Welcome to the Foretellix blog. Here is a short introduction:

My name is Yoav Hollander. I have been doing verification practically forever [1] (e.g. I created the e verification language).

By “verification” I mean here roughly “the process of finding bugs (or unintended consequences) in engineered systems before they annoy a customer / destroy a project / kill somebody”.

Foretellix is trying to investigate how dynamic, constrained-random, coverage-driven verification (let’s call it “CDV” – this is the bread-and-butter of hardware verification) can be extended for verifying complex socio-technical systems.[2]

Just how Foretellix will go about achieving this is still work-in-progress (motto: “So deep in stealth mode even we are not quite sure what we are doing”).

I have been investigating this field (“big-system-verification”) for a while now. A few weeks ago I decided to attend the Autonomous Vehicle Test & Development Symposium in Stuttgart. I sent my trip report to a whole bunch of people, and was pleasantly surprised by the thoughtful feedback I got in replies (some of it summarized here).
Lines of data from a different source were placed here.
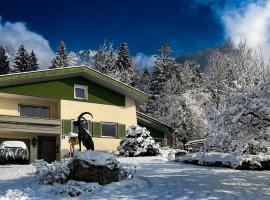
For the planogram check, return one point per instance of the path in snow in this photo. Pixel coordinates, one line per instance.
(156, 178)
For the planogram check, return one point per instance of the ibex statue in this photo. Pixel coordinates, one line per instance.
(83, 135)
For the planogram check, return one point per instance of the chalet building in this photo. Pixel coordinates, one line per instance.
(39, 107)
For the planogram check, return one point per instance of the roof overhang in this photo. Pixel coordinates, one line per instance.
(153, 123)
(68, 72)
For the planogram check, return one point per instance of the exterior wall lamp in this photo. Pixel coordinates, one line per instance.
(34, 142)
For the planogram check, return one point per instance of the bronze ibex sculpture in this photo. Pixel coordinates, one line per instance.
(83, 135)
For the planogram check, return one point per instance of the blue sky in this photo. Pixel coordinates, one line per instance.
(187, 25)
(144, 24)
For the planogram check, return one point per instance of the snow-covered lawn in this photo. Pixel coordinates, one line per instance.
(156, 178)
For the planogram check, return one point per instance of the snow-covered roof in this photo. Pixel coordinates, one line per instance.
(153, 120)
(18, 144)
(73, 71)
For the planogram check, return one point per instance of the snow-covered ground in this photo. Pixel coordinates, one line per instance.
(156, 178)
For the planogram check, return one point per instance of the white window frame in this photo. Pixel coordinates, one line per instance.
(85, 88)
(110, 123)
(72, 125)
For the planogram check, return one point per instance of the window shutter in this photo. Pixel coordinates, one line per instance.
(121, 130)
(66, 126)
(90, 129)
(96, 129)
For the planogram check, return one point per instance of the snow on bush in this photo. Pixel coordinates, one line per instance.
(138, 142)
(56, 172)
(98, 158)
(232, 160)
(241, 122)
(126, 171)
(75, 188)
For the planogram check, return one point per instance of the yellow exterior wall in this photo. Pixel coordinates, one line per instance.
(65, 109)
(101, 113)
(10, 106)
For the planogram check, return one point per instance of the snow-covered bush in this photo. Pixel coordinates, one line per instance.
(241, 122)
(138, 142)
(75, 188)
(56, 172)
(126, 171)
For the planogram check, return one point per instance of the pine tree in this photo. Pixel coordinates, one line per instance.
(142, 79)
(163, 69)
(33, 61)
(4, 63)
(124, 65)
(61, 58)
(100, 58)
(21, 60)
(111, 60)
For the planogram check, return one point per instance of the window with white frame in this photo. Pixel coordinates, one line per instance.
(108, 129)
(81, 92)
(34, 111)
(75, 129)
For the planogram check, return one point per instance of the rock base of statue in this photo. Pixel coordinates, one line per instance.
(94, 167)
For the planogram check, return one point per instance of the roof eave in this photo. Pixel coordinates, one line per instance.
(51, 74)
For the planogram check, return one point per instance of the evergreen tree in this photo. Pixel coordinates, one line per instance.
(33, 61)
(111, 60)
(4, 63)
(61, 58)
(124, 65)
(165, 66)
(21, 60)
(100, 59)
(142, 79)
(105, 58)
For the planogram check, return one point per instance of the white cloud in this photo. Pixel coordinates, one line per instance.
(15, 34)
(251, 24)
(141, 60)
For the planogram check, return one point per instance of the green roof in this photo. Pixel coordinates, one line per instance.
(153, 123)
(67, 72)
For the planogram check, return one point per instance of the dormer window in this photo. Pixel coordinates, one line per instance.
(80, 92)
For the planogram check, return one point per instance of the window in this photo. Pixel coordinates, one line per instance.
(108, 129)
(75, 129)
(80, 92)
(34, 111)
So I decided to write this blog, as a tool for clarifying my thoughts, entertaining my readers, and (mainly) for getting feedback. See also the topics page and the terminology page.

So:

  • Please comment directly in the blog. This is supposed to be very interdisciplinary, open and friendly. Feel free to go in any related direction.
  • If you want to contact me privately, just email yoav.hollander at gmail.com
  • Please forward this blog to anybody else who might be interested. We may also have some guest posts from time to time.
  • I will not be collecting any email addresses, sending any requests, posting any ads or anything like that

Have fun – hope you’ll enjoy the conversation. Remember: verification is really tough, but really important.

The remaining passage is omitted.